Considering the weakened state of company, private and government finances this time round even when things looked buoyant; thanks to the merchants of debt and the desire of so many to take a quart out of a pint pot, that I suspect the present dire situation will take years to rectify.

I read this book a couple of years ago http://www.amazon.com/Great-Bust-Ahead-Depression-Understanding/dp/159196153X/ref=pd_bbs_sr_1?ie=UTF8&s=books&qid=1231855758&sr=8-1 It describes succinctly why there will be no quick turnaround. I wrote the author at the time (he was predicting a 2011 start to the depression) and asked him if it was likely to start more like 2009 due to the very heavy load of debt being carried, and he agreed that that might be a likely scenario as well. His arguments are well reasoned and supported by facts.

I support the position you have taken that this is not a typical recession and could end up being worse. Just a note, you made a typo--1879 should be 1979.

http://eye-on-washington.blogspot.com

The current economic systemic predicament unfolding is like a frozen PC. It can still be useful but needs to be rebooted:

New currency accompanied with new centrally assigned asset values....most of the slaves (human resources) are still able & willing to work for their regularly deposited fiat pittance (that will be inflated until it crashes again in about 80 years) within a system that gives them enough reason to keep groundhog day going and going and going all the while the robber barrons continue to accumulate & monopolize (emphasis on Asia) the real resources and wealth of the world & even the universe, if that proves doable.

"...while the longest, from October 1973 to March 1879,..."

Oh noes! that's a lotta months, and they go backwards, too!

"Spurred by low interest rates and initiatives to promote home ownership, residential real estate boomed for a decade."

One could make the argument that with the G.I. Bill, Freddie and Fannie, the interest deduction along with depreciation, real estate has been booming in this country for far more than a mere decade.

What we've witnessed is garden variety parabolic ending to a long term expansion. Only this time it was on a scale never before seen. If it were limited to real estate we'd still be in for a doozy of a recession. However with the concomitant rise in corruption in all places great and small accompanied by the Frankenstein financial alchemy of the Fed and its henchmen on Wall Street were in for something much more serious.

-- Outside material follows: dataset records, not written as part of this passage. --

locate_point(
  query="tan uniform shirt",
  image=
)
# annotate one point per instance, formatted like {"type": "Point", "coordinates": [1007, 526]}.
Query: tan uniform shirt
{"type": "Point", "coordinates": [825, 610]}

I love how so many pundits act like we've been here before and that they, the clueless, think they can prognosticate the ending of what will ultimately be a systemic failure. The entire post war edifice has seen it's denouement.

It is all over but the shouting. And there'll be lots o'that!

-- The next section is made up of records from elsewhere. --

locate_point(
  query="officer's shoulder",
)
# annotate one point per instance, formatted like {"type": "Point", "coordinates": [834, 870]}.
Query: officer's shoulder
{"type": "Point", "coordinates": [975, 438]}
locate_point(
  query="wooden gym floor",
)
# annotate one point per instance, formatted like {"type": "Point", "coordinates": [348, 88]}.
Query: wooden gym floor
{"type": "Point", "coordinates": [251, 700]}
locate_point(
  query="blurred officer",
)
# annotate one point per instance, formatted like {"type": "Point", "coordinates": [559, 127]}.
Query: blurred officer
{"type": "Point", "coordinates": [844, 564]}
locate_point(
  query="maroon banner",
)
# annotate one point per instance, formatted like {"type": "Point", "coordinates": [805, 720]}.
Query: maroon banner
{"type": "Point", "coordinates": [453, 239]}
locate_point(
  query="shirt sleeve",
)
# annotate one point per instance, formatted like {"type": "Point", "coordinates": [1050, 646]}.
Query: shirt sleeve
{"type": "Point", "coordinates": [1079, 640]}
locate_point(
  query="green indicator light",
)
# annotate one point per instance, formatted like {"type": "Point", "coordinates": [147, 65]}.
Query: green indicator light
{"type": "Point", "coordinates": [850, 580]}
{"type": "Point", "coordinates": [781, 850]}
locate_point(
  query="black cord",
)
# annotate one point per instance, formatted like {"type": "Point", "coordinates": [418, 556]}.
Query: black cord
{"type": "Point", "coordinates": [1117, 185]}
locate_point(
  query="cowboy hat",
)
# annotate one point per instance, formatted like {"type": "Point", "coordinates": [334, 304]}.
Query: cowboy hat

It has to be considered that the masters behind the Fed are human and the history repeats itself... So, this time around it was the time that the young ones 20's to 30's to learn what it means bad economy and that the video games will not help.
It is with great sadness that Fed will laugh all the way to their bank accounts and will start soon to do the same thing again...

In the Great Recession of the 1970's we, the baby boomer generation, bailed out the nation's economy. Say what you want about us now -- Monday-morning quarterbacking isn't necessarily good hindsight -- but the boomer generation insisted on equal rights for women, African Americans, Native Americans and also insisted on environmentalism. It's oh so easy to take all that for granted now that it's mainstream but trust me -- it was anything but mainstream in the '70s!

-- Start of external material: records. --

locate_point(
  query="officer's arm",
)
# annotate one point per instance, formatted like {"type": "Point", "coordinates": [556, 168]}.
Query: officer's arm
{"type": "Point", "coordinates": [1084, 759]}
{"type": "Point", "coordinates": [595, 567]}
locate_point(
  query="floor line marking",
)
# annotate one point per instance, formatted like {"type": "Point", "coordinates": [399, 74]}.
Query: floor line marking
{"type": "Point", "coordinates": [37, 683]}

So now it's the turn of the next generation to step up, step out of the comfort zone and demand change. Those in positions of power who have become hide-bound and immovable need to be moved aside. Stop voting for the same old crusty corrupt politicians you see on TV. They are the problem. If you don't care enough to be bothered then that will be abundantly reflected in your quality of life in the very near future.

The downturn of 1873 was the last one to originate in the extension of bad housing loans - at that time, to Central Europe - so the comparison is very apt.

At that time, the US was the manufacturer just coming online located across the ocean from the consumers who spend the most.